Miranda segera menemui putri kecil untuk menebus hari yang berlalu tanpa dirinya.
**
Dalam kamar dengan lampu tidur yang menyala Damar melangkah masuk, malam ini giliran dia harus tidur dikamar Kinanti, padahal dia masih merindukan sosok Miranda yang hanya beberapa jam dia temui hari ini.
"belum tidur?" tanya Damar mendapati istri kedua masih terjaga.
Kinanti menggeleng terus memandangi Damar yang masuk dengan menenteng laptop ditangan.
Pria itu mengambil posisi duduk di meja kerja yang menghadap ke jendela dengan pemandangan taman kecil di halaman belakang rumah.
"mau kerja??" cegat Kinanti menghampiri suaminya yang sudah terlanjur menyalakan laptopnya.
"uhmm.. ya, ada yang belum diselesaikan"
"jangan mencari alasan" sekak Kinanti dingin,
Damar berkilah "a- aku tidak mencari alasan, kamu tahu kan kita sedang ada proyek besar"
Gadis itu menyibakkan rambutnya.
"baiklah bapak Damar, kamu ngga akan rugi dengan tidur,oke.. kita tidur.." titahnya menarik lengan Damar.
"Kinan.. aku.."
"kamu punya asisten Damar, biar Sultan menyelesaikan sisanya "
Biasanya memang lelaki itu akan mencari alasan jika Kinanti belum tidur, dia akan tidur di sofa.
"percayalah kita ngga akan bangkrut cuma karena kamu tidur Damar.." Kinanti melompat ketempat tidur lalu menepuk posisi disebelah yang kosong.
Damar tidak mengerti akhir -akhir ini Kinanti tampak agresif, apa mungkin sesuatu telah terjadi, atau mungkin kepalanya terbentur sesuatu sampai jadi begini.
Pria itu sedikit canggung, dia mengambil posisi disebelah kinanti. Merebahkan diri dengan menatap langit-langit kamar. Gadis itu mendekati Damar lalu mendekat tanpa membuat jarak diantara mereka.
deg!
.
ya Tuhan,, bagaimanapun dia pria dewasa yang masih menyukai wanita, dan disebelahnya adalah seorang istri yang sah secara hukum dan agama!
"Damar..." suara Kinanti terdengar serak, rasa kantuk menyergapnya, beberapakali dia menguap.
"ya.."
"bicaralah tentang sesuatu sampai aku tertidur" pintanya kini memeluk tubuh kaku sang suami.
Damar tertawa.
"ada yang lucu?" rajuk Kinanti tanpa meloloskan pelukannya, dia menenggelamkan wajah pada tubuh dengan aroma maskulin bagai candu yang terus membujuknya untuk menghirup aroma yang memabukkan Sukma.

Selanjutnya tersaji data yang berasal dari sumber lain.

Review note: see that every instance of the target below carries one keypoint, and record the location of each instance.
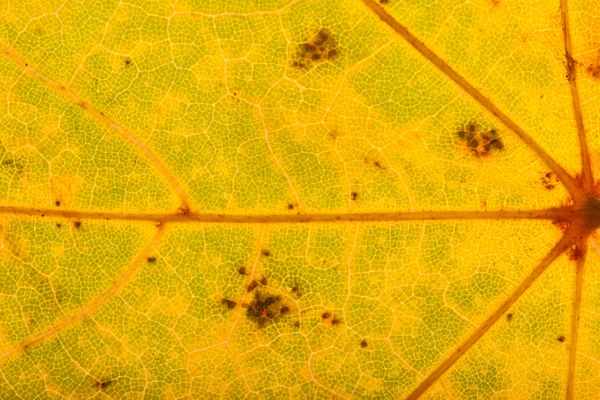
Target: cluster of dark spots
(101, 385)
(265, 308)
(479, 142)
(296, 290)
(230, 304)
(320, 48)
(549, 181)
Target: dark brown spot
(252, 286)
(230, 304)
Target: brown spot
(549, 181)
(265, 308)
(252, 286)
(479, 142)
(230, 304)
(575, 253)
(320, 48)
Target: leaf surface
(343, 199)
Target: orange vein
(586, 167)
(158, 164)
(91, 307)
(561, 245)
(559, 214)
(575, 319)
(568, 181)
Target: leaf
(299, 199)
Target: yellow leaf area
(300, 199)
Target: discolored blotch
(320, 48)
(266, 308)
(252, 286)
(480, 142)
(230, 304)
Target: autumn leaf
(299, 199)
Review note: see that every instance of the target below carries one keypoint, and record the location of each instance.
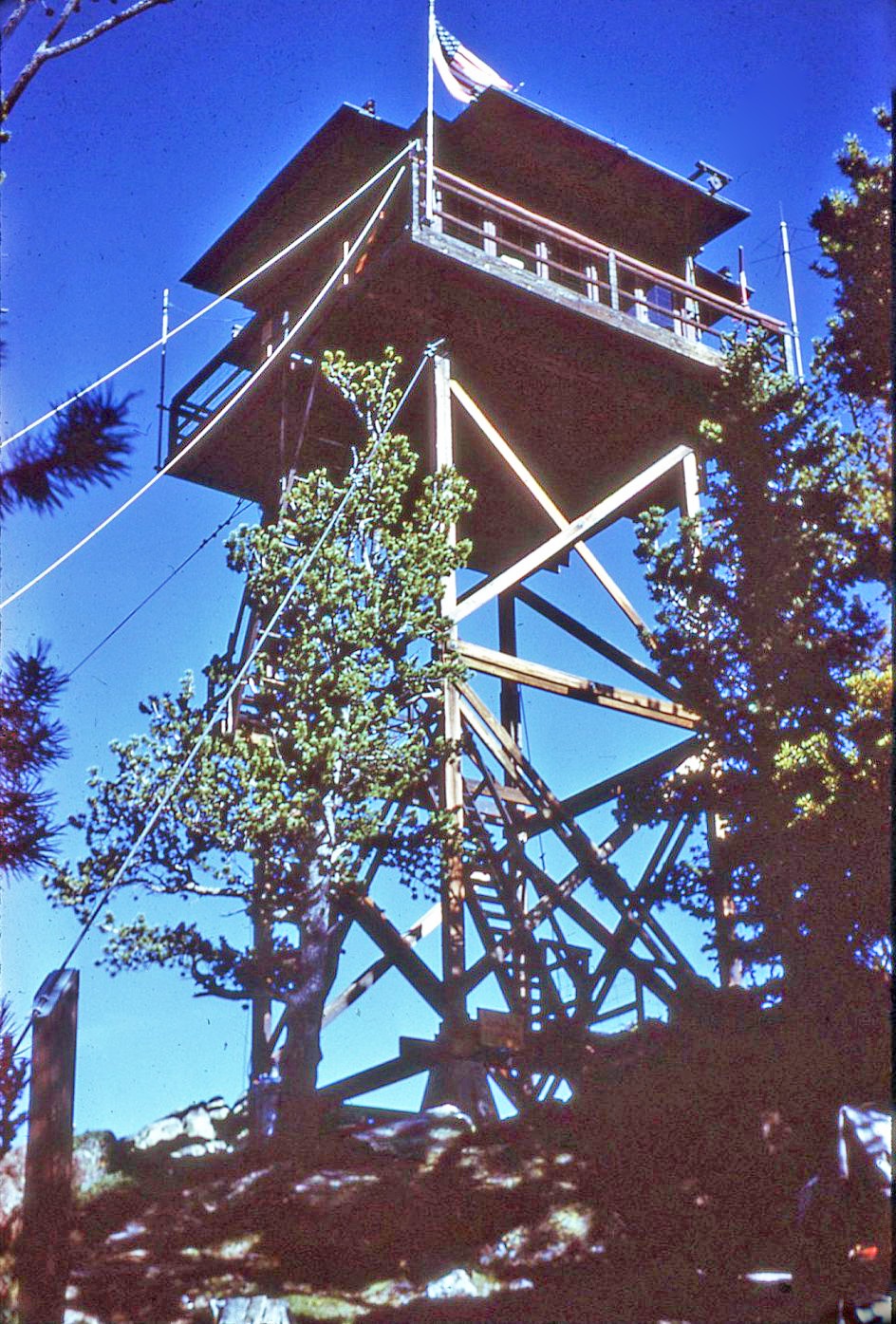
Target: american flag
(463, 74)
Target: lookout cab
(554, 280)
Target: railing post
(415, 194)
(788, 355)
(613, 275)
(691, 306)
(43, 1260)
(591, 288)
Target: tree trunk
(299, 1115)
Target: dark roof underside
(500, 141)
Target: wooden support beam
(522, 671)
(535, 489)
(511, 713)
(375, 1078)
(611, 787)
(400, 952)
(579, 844)
(561, 542)
(597, 643)
(43, 1259)
(425, 924)
(629, 927)
(452, 784)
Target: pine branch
(47, 50)
(86, 445)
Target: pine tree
(338, 761)
(87, 444)
(772, 612)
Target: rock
(254, 1310)
(201, 1149)
(200, 1122)
(459, 1282)
(12, 1185)
(563, 1233)
(425, 1136)
(97, 1153)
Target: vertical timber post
(452, 788)
(510, 690)
(43, 1259)
(454, 1078)
(261, 1005)
(730, 969)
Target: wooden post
(261, 1006)
(614, 280)
(510, 690)
(724, 918)
(43, 1260)
(591, 288)
(452, 787)
(691, 306)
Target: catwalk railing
(554, 253)
(520, 241)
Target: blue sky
(130, 157)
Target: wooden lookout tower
(573, 337)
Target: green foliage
(13, 1078)
(342, 707)
(84, 445)
(774, 614)
(761, 620)
(30, 741)
(854, 232)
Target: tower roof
(502, 141)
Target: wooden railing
(561, 255)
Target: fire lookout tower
(576, 337)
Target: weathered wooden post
(47, 1210)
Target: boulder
(254, 1310)
(564, 1233)
(423, 1138)
(12, 1185)
(459, 1282)
(198, 1123)
(97, 1155)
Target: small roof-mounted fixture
(715, 177)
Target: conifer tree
(338, 761)
(84, 445)
(774, 613)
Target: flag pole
(430, 177)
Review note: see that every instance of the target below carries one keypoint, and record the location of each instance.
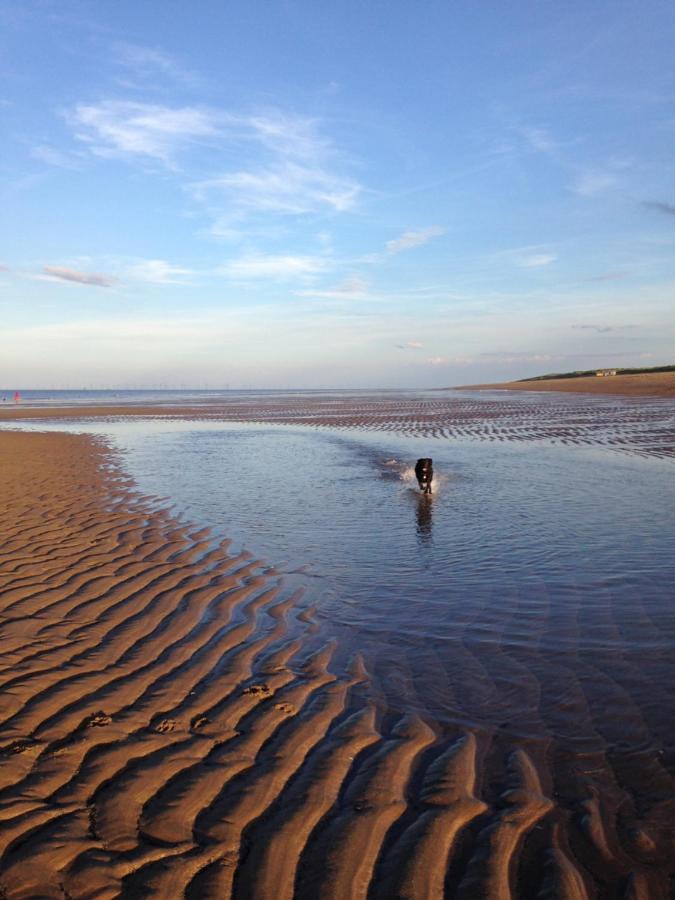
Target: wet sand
(658, 384)
(173, 724)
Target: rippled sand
(171, 726)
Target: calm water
(533, 592)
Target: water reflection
(424, 516)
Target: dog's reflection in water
(424, 515)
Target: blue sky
(303, 194)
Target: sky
(292, 194)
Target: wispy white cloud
(593, 182)
(116, 128)
(53, 157)
(256, 267)
(668, 209)
(410, 239)
(538, 139)
(350, 289)
(287, 187)
(63, 273)
(158, 271)
(410, 345)
(146, 64)
(292, 168)
(536, 260)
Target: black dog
(424, 472)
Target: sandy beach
(659, 384)
(171, 725)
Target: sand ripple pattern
(173, 725)
(645, 425)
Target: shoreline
(645, 385)
(172, 723)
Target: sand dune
(172, 723)
(646, 384)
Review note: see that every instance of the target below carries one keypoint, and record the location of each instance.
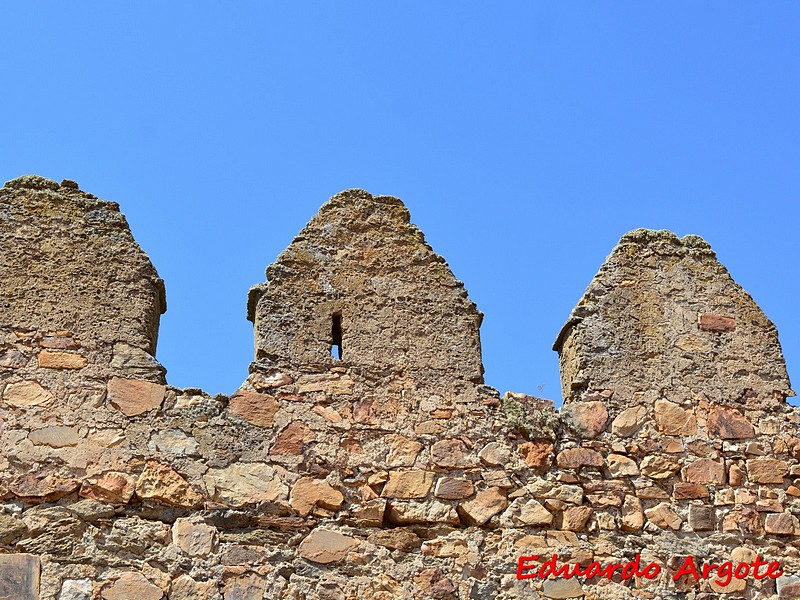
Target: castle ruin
(364, 456)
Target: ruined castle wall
(391, 472)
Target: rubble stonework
(389, 470)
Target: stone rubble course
(363, 456)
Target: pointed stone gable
(360, 287)
(79, 299)
(71, 264)
(663, 319)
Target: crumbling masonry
(364, 457)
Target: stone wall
(364, 457)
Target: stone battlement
(364, 456)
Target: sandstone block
(173, 441)
(587, 419)
(55, 436)
(258, 409)
(76, 589)
(715, 323)
(132, 585)
(622, 466)
(704, 470)
(766, 470)
(575, 517)
(435, 584)
(292, 439)
(632, 514)
(10, 529)
(659, 467)
(399, 538)
(575, 458)
(132, 397)
(411, 512)
(729, 424)
(745, 521)
(325, 547)
(537, 454)
(403, 452)
(451, 454)
(308, 492)
(195, 539)
(19, 576)
(243, 484)
(562, 588)
(781, 524)
(674, 420)
(45, 487)
(453, 488)
(112, 487)
(483, 507)
(629, 421)
(61, 360)
(702, 517)
(530, 512)
(663, 516)
(689, 491)
(494, 454)
(161, 484)
(25, 394)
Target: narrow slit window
(336, 336)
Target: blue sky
(525, 138)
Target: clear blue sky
(525, 138)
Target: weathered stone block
(19, 576)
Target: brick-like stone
(26, 394)
(704, 470)
(575, 458)
(659, 467)
(629, 421)
(483, 507)
(133, 397)
(309, 492)
(399, 538)
(324, 546)
(715, 323)
(292, 439)
(632, 514)
(586, 419)
(575, 518)
(562, 588)
(674, 420)
(495, 454)
(766, 470)
(664, 516)
(729, 424)
(161, 484)
(701, 517)
(244, 484)
(451, 454)
(622, 466)
(258, 409)
(132, 585)
(689, 491)
(112, 487)
(537, 454)
(61, 360)
(55, 436)
(781, 524)
(19, 577)
(453, 488)
(194, 538)
(403, 452)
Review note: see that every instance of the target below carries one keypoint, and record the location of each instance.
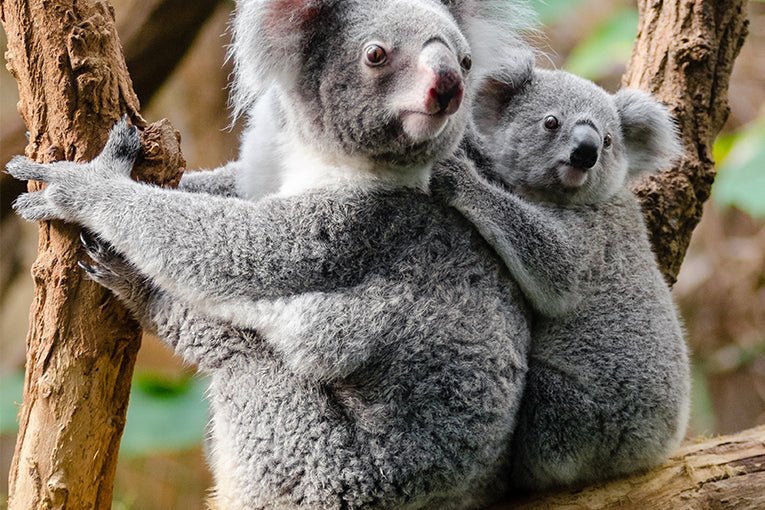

"tidak,, hmm.. baiklah apa yang mau kamu dengar?"
"peluk! aku cuma mau dipeluk" ilusi Kinanti diantara tidur dan tidak, dia baru saja hendak pergi ke alam mimpi
"heh?"
Tanpa basa basi Kinanti membimbing lengan Damar untuk melingkar di tubuhnya.
"bicaralah,, bukan kah semua masalah bisa selesai di tempat tidur?"
Damar berdelik. Mendengar ucapan sang istri yang tampak sudah menjejaki alam nirwana.
Sesekali gadis dalam pelukannya menggeliat, dia memberikan puk puk agar sang gadis tidak berbicara lagi atau akan meminta hal-hal aneh setelah ini.